Dive Brief:
- Sutter Health, citing "nothing short of catastrophic" financial losses from the COVID-19 pandemic, is seeking to delay approval of its $575 million antitrust settlement with California, according a filing with the San Francisco Country Superior Court.
- The system stated it could be forced to shut down, divest or convert for other uses some of its hospitals because of the financial losses from the crisis. It asked the court to delay a hearing scheduled for Monday by 90 days or 30 days after the governor declares California is not longer in a state of emergency, whichever is sooner.

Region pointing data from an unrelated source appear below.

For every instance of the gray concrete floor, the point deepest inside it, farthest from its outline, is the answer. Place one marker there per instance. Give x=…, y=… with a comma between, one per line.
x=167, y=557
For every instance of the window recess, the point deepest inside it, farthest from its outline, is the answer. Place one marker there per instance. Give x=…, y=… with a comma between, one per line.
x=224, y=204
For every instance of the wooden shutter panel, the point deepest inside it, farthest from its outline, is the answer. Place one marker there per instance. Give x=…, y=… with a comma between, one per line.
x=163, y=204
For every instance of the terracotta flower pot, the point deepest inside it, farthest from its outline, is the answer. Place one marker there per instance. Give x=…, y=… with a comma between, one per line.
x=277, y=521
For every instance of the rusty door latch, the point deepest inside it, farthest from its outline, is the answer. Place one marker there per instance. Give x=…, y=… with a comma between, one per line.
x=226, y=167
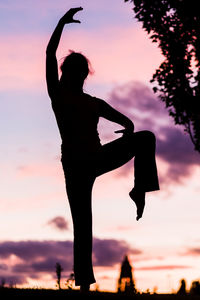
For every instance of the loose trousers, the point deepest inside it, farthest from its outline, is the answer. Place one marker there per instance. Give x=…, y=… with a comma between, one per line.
x=80, y=174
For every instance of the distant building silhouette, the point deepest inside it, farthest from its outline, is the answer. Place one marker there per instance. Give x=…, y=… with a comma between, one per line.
x=59, y=270
x=126, y=282
x=182, y=289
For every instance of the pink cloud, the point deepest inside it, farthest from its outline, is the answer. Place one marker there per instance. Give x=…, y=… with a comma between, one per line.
x=117, y=55
x=41, y=169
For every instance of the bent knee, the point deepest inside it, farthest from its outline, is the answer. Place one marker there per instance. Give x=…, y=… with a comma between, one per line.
x=147, y=135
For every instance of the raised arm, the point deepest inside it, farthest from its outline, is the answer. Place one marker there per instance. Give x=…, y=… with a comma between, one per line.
x=51, y=61
x=113, y=115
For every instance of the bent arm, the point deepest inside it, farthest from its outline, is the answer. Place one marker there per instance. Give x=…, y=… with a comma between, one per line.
x=113, y=115
x=51, y=61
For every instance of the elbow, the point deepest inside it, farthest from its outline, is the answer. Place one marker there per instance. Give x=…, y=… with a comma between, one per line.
x=50, y=51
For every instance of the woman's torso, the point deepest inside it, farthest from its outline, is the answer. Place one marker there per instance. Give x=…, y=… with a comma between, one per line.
x=77, y=116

- The office of California Attorney General Xavier Becerra did not immediately respond to a request for comment, but in a court filing last month said the crisis has not changed the underlying antitrust concerns or the need for commercial insurers and Sutter to negotiate agreements.
Dive Insight:
The system argued that resuming the settlement process, which began in February but was delayed for 60 days in April, taking place amid the continuing pandemic would be "impractical, inefficient, and potentially detrimental" to the communities Sutter serves.
Sutter reported a net loss of more than $1 billion in the first quarter of this year and a net loss of $360 million for April alone, according to a report issued to bondholders about a month ago.

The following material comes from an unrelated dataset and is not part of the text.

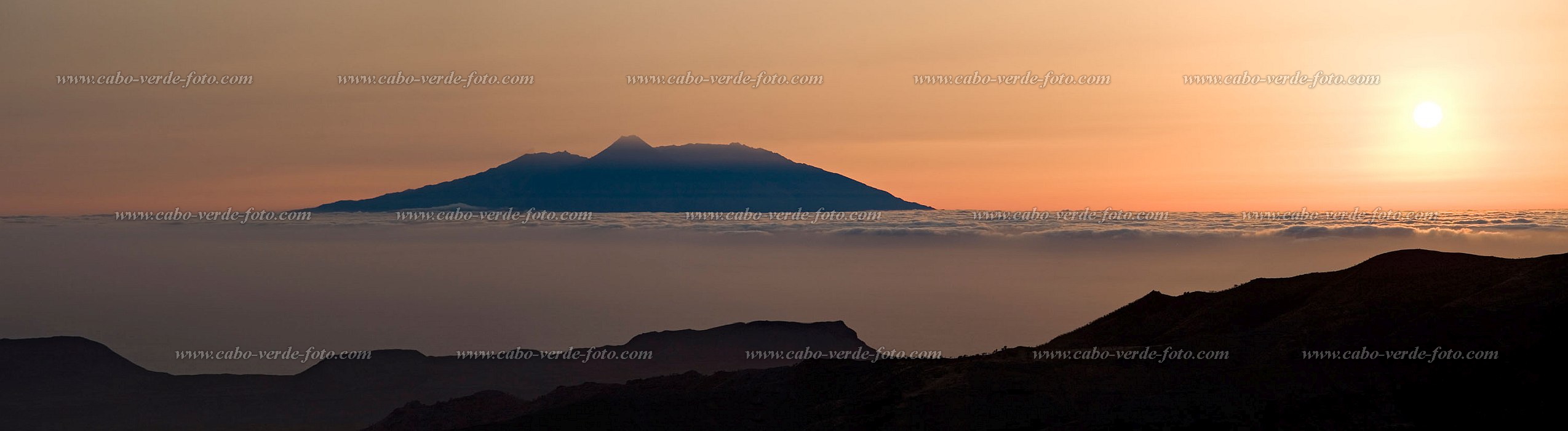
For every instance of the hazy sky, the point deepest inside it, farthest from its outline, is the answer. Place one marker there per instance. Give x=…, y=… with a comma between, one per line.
x=297, y=139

The system said then it had lost $500 million from its portfolio, borrowed $400 million from a $500 million credit line and obtained another $100 million credit line in April.
Sutter, a regional powerhouse in northern California, is accused of anticompetitive business practices, such as contracts that require all of Sutter's facilities to be in an insurer's network or none of the facilities.
The system averted a jury trial in October by agreeing to the settlement, but did not admit guilt as part of the agreement.
It includes a requirement to cease the all-or-nothing contracts as well as stop bundling services without offering them for a lower stand-alone price. It also places limits on the amount Sutter can increase the charges in its chargemaster list.
In the court filing, the system argued the limit could be too low "to cover the unprecedented and unforeseeable increases in expenditures to respond to COVID-19 particularly given declining revenue."
"The rules regarding conditional participation were negotiated based on how Sutter existed and coordinated care in the fall of 2019. But as noted above, there is a distinct possibility that Sutter will operate differently as a result of the pandemic," according to the document.